The peace of the afternoon was shattered not by a roar, but by a sudden, unnatural drop in temperature. Near the edge of the Winterfell stables, a group of children had been playing in the snow, oblivious to the frost creeping over the stones.

From the shadows of the old granary, three shapes emerged—withered, blue-eyed Wights, their flesh frozen and grey. They hissed, raising rusted blades to strike at the smallest boy.

Before the children could even scream, three streaks of charcoal-black fur blurred across the yard. The Domesticated Hellhounds didn't bark; they unleashed a guttural, fiery growl that turned the falling snow to steam.

The largest hound, its eyes glowing like hearth-fires, leaped. It caught the lead Wight by the throat, its molten jaw snapping through frozen bone as if it were dry kindling. The other two hounds flanked the remaining undead, their paws trailing embers. In a matter of seconds, the "monsters" of the Abyss had reduced the White Walkers' scouts to piles of charred sticks.

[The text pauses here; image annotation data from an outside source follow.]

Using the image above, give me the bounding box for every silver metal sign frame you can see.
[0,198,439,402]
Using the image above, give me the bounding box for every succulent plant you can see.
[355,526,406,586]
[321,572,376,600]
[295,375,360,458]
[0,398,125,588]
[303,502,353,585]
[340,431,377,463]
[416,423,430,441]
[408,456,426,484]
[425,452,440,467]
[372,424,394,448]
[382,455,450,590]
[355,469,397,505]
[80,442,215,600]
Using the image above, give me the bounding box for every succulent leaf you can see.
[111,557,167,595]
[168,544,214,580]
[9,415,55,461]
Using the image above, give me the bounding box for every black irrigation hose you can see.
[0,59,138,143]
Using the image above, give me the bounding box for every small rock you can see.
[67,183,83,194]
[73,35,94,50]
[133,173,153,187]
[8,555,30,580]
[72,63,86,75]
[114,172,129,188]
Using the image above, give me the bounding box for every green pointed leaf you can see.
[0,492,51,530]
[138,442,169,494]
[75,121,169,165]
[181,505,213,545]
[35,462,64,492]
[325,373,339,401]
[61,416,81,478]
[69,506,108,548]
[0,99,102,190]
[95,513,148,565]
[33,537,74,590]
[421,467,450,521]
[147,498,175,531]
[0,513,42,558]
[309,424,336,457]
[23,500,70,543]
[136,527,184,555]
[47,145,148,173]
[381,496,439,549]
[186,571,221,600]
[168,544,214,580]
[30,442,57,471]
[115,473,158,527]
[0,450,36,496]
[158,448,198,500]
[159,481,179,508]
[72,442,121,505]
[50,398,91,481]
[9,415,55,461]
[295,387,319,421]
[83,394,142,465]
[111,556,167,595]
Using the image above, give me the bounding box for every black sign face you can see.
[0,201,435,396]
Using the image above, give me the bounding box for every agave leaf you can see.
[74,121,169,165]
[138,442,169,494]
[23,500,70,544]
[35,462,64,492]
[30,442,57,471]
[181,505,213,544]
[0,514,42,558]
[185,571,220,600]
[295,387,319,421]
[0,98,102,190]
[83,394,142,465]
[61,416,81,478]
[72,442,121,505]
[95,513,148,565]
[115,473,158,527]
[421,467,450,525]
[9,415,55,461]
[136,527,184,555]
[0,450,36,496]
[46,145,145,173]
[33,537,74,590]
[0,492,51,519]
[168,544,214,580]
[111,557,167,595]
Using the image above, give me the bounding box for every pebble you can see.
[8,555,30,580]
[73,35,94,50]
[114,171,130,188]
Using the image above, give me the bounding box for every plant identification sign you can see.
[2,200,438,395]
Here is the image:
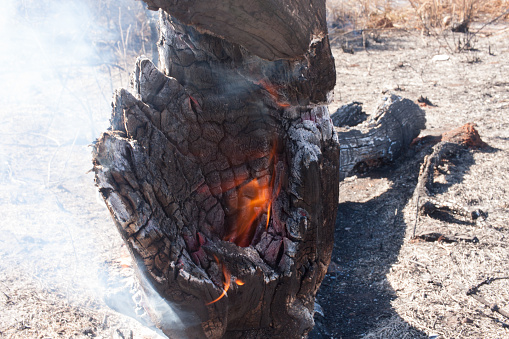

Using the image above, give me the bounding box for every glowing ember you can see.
[205,256,231,305]
[224,144,280,247]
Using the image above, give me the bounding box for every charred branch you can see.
[333,95,426,180]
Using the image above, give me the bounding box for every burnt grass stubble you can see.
[0,25,509,338]
[310,24,509,339]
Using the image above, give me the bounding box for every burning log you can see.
[93,0,339,338]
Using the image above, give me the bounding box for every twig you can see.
[467,277,509,319]
[458,8,509,52]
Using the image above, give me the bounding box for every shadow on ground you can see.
[310,152,427,339]
[310,145,496,339]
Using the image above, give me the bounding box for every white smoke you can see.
[0,0,170,338]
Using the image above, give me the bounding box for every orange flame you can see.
[119,245,133,268]
[224,144,281,247]
[205,256,231,305]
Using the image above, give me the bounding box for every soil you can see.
[0,19,509,338]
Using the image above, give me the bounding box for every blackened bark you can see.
[93,1,339,338]
[332,94,426,180]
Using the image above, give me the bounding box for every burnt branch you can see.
[333,95,426,180]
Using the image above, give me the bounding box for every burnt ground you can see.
[311,25,509,338]
[0,19,509,338]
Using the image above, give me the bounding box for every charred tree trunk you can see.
[93,0,339,338]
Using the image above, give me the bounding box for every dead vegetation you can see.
[0,1,509,339]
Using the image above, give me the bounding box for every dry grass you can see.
[327,0,509,30]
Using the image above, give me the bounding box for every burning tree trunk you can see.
[93,0,339,338]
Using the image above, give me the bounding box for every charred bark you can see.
[332,95,426,180]
[93,0,339,338]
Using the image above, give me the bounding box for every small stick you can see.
[467,277,509,319]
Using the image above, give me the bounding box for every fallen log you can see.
[332,94,426,180]
[93,0,339,338]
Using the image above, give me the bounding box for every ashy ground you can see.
[0,12,509,338]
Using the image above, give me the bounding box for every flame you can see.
[224,143,281,247]
[119,245,133,268]
[205,256,231,305]
[255,79,290,108]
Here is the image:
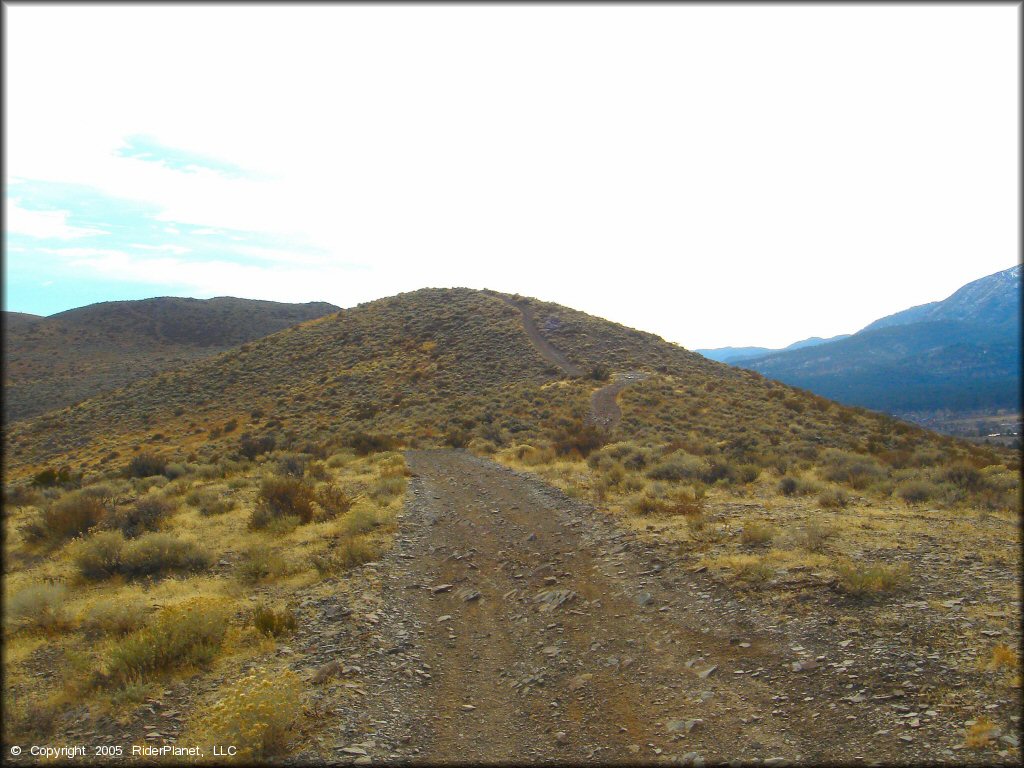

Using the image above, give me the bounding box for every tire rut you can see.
[337,451,880,763]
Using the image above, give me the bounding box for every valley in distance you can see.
[3,286,1021,766]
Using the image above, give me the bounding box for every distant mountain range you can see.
[693,334,850,362]
[3,296,339,423]
[702,265,1021,418]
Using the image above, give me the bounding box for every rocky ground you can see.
[278,451,1019,765]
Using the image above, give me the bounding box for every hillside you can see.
[2,289,1021,765]
[693,334,849,362]
[730,266,1021,418]
[6,289,1011,487]
[4,297,338,422]
[2,309,43,330]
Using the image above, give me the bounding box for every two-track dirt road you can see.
[313,451,905,763]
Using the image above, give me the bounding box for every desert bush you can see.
[4,582,68,630]
[163,462,196,480]
[516,445,555,467]
[938,462,985,493]
[253,605,298,637]
[3,485,42,507]
[32,467,71,488]
[822,449,886,490]
[185,488,236,517]
[81,598,145,639]
[238,545,288,584]
[120,534,213,579]
[72,530,213,580]
[274,454,309,477]
[100,600,229,684]
[836,562,909,597]
[367,477,406,504]
[818,487,850,509]
[895,480,939,504]
[306,459,328,480]
[739,520,778,547]
[127,454,167,477]
[315,482,354,517]
[645,452,709,481]
[72,530,125,580]
[736,464,761,483]
[239,432,276,461]
[332,537,380,569]
[341,503,381,537]
[106,494,177,539]
[347,432,396,456]
[189,669,302,763]
[250,477,314,528]
[551,421,606,459]
[22,492,106,545]
[792,520,836,552]
[327,451,355,469]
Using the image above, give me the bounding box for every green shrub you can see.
[250,477,314,528]
[72,530,125,580]
[22,492,106,544]
[101,601,229,684]
[72,531,213,580]
[4,582,68,630]
[128,454,167,477]
[108,494,177,539]
[253,605,298,637]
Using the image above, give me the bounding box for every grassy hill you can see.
[730,266,1021,420]
[3,289,1020,762]
[6,289,1013,499]
[4,297,338,422]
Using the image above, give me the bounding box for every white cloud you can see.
[6,4,1019,346]
[4,198,108,240]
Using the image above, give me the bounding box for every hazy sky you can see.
[4,4,1020,348]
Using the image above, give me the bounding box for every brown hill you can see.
[7,289,1015,505]
[4,297,338,422]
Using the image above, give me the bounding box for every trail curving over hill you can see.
[502,296,647,431]
[502,296,586,378]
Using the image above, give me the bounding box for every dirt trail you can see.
[504,298,646,431]
[504,298,585,378]
[590,371,647,432]
[325,451,909,763]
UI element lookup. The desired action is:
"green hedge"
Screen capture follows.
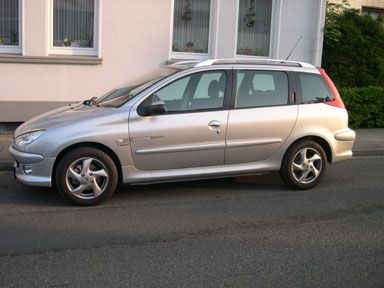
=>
[338,86,384,128]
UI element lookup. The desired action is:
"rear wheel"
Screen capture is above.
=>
[55,147,118,205]
[280,141,327,189]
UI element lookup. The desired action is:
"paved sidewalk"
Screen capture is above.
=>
[0,129,384,171]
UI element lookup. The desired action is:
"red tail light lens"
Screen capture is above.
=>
[317,68,345,109]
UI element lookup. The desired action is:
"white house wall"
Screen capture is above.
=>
[0,0,325,122]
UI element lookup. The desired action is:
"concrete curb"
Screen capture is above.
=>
[0,148,384,171]
[352,148,384,156]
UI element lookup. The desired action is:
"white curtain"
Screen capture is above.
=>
[0,0,19,46]
[172,0,211,53]
[53,0,95,48]
[237,0,273,56]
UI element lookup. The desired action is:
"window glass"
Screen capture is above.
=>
[53,0,96,48]
[0,0,19,46]
[299,73,332,103]
[153,71,226,112]
[236,71,288,108]
[172,0,211,53]
[237,0,272,56]
[96,67,178,107]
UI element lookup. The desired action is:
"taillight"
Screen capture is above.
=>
[317,68,345,109]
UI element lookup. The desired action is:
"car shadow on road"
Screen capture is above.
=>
[0,173,289,208]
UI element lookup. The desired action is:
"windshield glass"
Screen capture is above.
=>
[96,67,178,107]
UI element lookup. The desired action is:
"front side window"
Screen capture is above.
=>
[236,70,288,108]
[0,0,21,53]
[172,0,211,54]
[237,0,272,57]
[299,73,332,104]
[146,71,227,112]
[51,0,98,55]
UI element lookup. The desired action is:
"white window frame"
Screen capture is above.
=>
[233,0,282,59]
[0,0,24,54]
[47,0,102,56]
[169,0,219,60]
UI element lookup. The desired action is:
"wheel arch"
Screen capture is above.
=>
[51,142,123,187]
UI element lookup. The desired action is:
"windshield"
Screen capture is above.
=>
[95,67,179,107]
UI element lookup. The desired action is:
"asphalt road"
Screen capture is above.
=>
[0,156,384,287]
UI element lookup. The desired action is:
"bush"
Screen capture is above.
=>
[338,86,384,128]
[322,2,384,87]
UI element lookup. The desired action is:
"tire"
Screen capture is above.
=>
[54,147,118,206]
[280,140,328,190]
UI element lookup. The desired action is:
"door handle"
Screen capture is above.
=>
[208,120,221,130]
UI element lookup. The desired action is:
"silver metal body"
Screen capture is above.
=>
[10,62,355,186]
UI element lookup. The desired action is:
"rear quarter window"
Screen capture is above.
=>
[298,73,332,104]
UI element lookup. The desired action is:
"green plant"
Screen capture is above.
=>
[338,86,384,128]
[244,0,256,28]
[322,1,384,87]
[9,29,19,45]
[84,32,93,47]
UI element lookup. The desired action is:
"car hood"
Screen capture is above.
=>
[15,103,111,137]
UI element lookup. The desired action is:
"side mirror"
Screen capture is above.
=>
[147,101,165,115]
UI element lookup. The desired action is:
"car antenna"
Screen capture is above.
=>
[285,35,303,60]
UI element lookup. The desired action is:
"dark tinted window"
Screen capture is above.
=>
[152,71,227,112]
[299,73,332,104]
[236,70,288,108]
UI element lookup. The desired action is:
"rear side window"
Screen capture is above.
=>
[298,73,332,104]
[236,70,288,108]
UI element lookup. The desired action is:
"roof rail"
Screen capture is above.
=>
[195,59,219,67]
[194,58,315,68]
[172,58,315,68]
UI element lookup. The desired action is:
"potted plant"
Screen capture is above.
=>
[184,42,194,52]
[244,0,256,28]
[181,0,192,21]
[63,38,72,47]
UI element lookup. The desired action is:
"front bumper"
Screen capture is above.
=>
[9,146,55,187]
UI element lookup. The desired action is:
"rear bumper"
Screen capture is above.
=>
[332,128,356,162]
[9,146,55,187]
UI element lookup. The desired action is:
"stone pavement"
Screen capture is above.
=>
[0,128,384,171]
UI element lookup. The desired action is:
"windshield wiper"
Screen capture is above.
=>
[83,97,99,107]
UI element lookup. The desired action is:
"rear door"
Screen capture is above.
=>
[225,70,298,164]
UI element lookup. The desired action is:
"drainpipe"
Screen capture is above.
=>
[312,0,327,67]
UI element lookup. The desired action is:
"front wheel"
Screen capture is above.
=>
[55,147,118,206]
[280,141,327,189]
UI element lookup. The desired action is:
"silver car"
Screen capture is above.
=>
[10,59,355,205]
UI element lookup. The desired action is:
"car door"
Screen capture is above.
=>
[225,70,298,164]
[129,70,231,171]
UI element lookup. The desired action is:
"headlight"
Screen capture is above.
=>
[12,130,45,151]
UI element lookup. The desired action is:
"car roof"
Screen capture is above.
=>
[171,58,316,69]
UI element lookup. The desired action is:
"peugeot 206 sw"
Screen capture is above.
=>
[10,59,355,205]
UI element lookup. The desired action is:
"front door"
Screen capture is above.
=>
[129,71,228,171]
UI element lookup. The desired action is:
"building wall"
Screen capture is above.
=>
[329,0,384,10]
[0,0,326,122]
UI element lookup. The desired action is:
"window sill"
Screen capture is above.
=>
[0,54,103,65]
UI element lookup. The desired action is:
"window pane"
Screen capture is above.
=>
[236,71,288,108]
[154,71,226,112]
[172,0,211,53]
[53,0,95,48]
[0,0,19,46]
[237,0,272,56]
[299,74,332,103]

To the surprise of the gathered guards, the hounds didn't remain in a bloodlust. As the danger passed, the largest hound—a beast that could stand shoulder-to-shoulder with a direwolf—turned back to the children. It gave a low, rumbling huff and licked the boy's face with a tongue that smelled of warm cedar and smoke.

"They're... they're just dogs," a young squire breathed, watching a toddler fearlessly grab the "demon dog's" smoldering ears.

Unlike the mangy, rabid wild demons that came through the rifts, these hounds were sleek, loyal, and strangely gentle with the smallfolk. They took up positions at the gates and by the nursery, acting as silent, glowing sentinels that the children quickly began to treat as oversized pets.

The moment of play was cut short. A horn blasted from the battlements—three long, low notes.

"Rangers! Wardens! To the walls!" Ned Stark's voice boomed, amplified by Beelzebub's resonance.

From the white haze of the North, an army appeared that made the previous rifts look like child's play. It wasn't just Wights; it was a legion of Liches—skeletal sorcerers draped in tattered robes—leading hundreds of Walking Skeletons. And running alongside them, like a pack of rabid wolves, were the Wild Hellhounds—twisted, bone-protruding versions of Philips's domesticated pets.

"This is it," Philips said, standing atop the gatehouse, his hand resting on the hilt of a Forbidden Ritual Dagger. "The debut of the Covenant."

"Wardens, engage!" Ned commanded.

Ned Stark leaped from the wall, landing in the snow with a thud that cracked the ground. He swung Ice, the blade now wreathed in the dark, crushing weight of his pact. Each swing didn't just cut; it sent out a shockwave that shattered skeletal ranks into dust.

Behind him, the Blight-Rangers moved like shadows. Benjen Stark loosed a volley of arrows coated in Baal's poison. When the arrows struck the Wild Hellhounds, the toxic green miasma didn't just kill them—it rotted their supernatural essence, causing the wild beasts to collapse in heaps of foul-smelling sludge.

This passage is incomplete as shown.